Si le passé est structurant (1 ère partie), l'oubli demeure une fonction essentielle du psychisme humain
(2ème partie) qui ne doit pas occulter la liberté que constitue pour l'individu la détermination de son avenir (3 ème
ordre).
I – La détermination du passé
a) Comme le dit Gusdorf dans Mémoire et personne : « Le propre de la mémoire est d'apporter dans notre
expérience le sens du passé.
La notion de décalage temporel paraît ici essentielle.

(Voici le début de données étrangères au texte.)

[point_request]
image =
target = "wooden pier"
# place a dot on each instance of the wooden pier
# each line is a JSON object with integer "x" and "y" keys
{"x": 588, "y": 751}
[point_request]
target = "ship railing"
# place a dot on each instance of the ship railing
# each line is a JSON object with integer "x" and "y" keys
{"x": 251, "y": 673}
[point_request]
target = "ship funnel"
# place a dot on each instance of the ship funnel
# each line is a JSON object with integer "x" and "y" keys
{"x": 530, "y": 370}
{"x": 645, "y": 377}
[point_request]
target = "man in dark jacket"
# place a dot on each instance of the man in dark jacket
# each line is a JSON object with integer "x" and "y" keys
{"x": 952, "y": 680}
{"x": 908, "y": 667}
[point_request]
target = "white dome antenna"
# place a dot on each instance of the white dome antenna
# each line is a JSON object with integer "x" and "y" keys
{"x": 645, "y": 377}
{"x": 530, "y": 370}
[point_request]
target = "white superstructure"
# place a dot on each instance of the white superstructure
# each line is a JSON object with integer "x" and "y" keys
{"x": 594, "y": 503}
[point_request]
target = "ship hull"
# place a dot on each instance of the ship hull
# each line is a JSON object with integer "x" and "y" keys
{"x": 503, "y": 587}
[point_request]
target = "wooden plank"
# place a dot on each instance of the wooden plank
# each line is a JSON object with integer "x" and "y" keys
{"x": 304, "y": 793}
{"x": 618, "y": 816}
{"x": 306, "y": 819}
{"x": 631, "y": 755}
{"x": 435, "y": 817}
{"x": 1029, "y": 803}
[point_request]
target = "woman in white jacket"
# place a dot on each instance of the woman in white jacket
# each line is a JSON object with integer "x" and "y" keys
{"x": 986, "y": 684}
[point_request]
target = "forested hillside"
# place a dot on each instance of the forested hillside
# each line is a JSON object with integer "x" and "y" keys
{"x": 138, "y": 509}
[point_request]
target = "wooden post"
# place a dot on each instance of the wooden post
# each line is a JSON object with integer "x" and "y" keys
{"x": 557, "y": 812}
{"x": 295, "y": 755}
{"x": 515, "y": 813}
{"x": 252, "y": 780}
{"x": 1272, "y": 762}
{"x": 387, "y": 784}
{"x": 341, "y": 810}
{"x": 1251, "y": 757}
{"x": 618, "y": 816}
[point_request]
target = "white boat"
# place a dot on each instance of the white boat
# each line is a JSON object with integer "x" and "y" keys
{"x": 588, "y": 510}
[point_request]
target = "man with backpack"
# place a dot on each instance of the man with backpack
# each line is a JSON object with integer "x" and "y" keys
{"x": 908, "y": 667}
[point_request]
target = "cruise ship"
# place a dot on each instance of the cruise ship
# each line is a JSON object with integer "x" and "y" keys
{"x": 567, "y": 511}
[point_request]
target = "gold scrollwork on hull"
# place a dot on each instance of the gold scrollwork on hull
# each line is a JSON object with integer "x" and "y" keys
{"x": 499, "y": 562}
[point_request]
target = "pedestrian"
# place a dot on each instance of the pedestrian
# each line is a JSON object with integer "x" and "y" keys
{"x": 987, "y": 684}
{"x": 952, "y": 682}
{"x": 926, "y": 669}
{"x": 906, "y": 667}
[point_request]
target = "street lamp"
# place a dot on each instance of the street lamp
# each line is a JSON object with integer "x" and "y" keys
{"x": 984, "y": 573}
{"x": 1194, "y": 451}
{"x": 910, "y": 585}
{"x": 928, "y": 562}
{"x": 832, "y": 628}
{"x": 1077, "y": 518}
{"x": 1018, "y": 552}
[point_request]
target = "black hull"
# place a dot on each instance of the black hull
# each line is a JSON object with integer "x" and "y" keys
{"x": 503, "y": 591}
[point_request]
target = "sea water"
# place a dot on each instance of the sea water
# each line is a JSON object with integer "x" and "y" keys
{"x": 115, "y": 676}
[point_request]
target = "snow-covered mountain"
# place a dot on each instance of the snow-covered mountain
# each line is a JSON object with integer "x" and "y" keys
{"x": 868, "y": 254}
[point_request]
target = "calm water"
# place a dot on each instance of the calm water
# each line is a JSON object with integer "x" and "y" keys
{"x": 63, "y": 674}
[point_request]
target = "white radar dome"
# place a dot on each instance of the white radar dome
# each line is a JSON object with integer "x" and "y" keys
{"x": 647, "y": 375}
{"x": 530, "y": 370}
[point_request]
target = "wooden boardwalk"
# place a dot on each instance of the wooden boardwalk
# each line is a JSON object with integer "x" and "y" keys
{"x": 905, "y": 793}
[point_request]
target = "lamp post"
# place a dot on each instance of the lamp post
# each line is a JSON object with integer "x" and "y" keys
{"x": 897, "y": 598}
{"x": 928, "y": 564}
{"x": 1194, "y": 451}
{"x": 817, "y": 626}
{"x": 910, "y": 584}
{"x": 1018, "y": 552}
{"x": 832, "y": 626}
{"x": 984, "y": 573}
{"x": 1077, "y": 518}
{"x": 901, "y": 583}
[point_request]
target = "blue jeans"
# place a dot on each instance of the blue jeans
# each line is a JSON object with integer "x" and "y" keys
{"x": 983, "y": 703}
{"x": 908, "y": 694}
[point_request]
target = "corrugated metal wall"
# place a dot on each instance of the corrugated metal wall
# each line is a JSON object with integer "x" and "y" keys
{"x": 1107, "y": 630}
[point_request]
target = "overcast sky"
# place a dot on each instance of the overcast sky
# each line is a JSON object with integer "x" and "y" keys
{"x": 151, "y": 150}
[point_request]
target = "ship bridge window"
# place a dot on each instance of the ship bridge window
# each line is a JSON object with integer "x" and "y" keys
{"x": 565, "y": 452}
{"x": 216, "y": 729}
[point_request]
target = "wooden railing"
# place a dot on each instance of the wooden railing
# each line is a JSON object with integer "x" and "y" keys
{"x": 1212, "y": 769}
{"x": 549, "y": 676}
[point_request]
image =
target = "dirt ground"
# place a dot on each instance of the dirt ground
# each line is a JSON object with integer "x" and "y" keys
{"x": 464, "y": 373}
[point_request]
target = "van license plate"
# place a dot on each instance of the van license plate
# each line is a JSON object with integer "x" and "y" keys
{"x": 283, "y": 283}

L'actualité de notre expérience
temporelle se situe dans le présent.
Mais dès que s'est amorti ce caractère d'actualité, le présent devient un passé
[…] ce qui était notre perception […] se transforme, par le fait d'une sorte de déchéance, en un souvenir détaché
de nous.
» Ainsi, à tout moment de mon existence, le présent perd son caractère d'actualité et s'évanouit.
La
mémoire porte le sens du passé : elle est fonction du passé.
C'est pourquoi la question de la fidélité de la mémoire
nous importe.
Elle nous importe parce qu'elle donne sens au présent, mais aussi plus trivialement, nous utilisons
notre mémoire dans un ensemble d'opération qui nous sont utiles : en histoire ou en justice avec le témoignage etc.
L'enjeu est donc le plus souvent de savoir si nous pouvons avoir confiance en notre mémoire.
On la définit souvent
comme reproductrice d'un fait passé : une quasi copie.
b) C'est là toute la question de cet enseignement ou apprentissage de l'histoire.
L'histoire en tant qu'éducation se
transmet à travers l'expérience et force est de constater que plus nous avançons en âge et plus il semble que nous
analysions les situations relativement à nos expériences donc à notre histoire.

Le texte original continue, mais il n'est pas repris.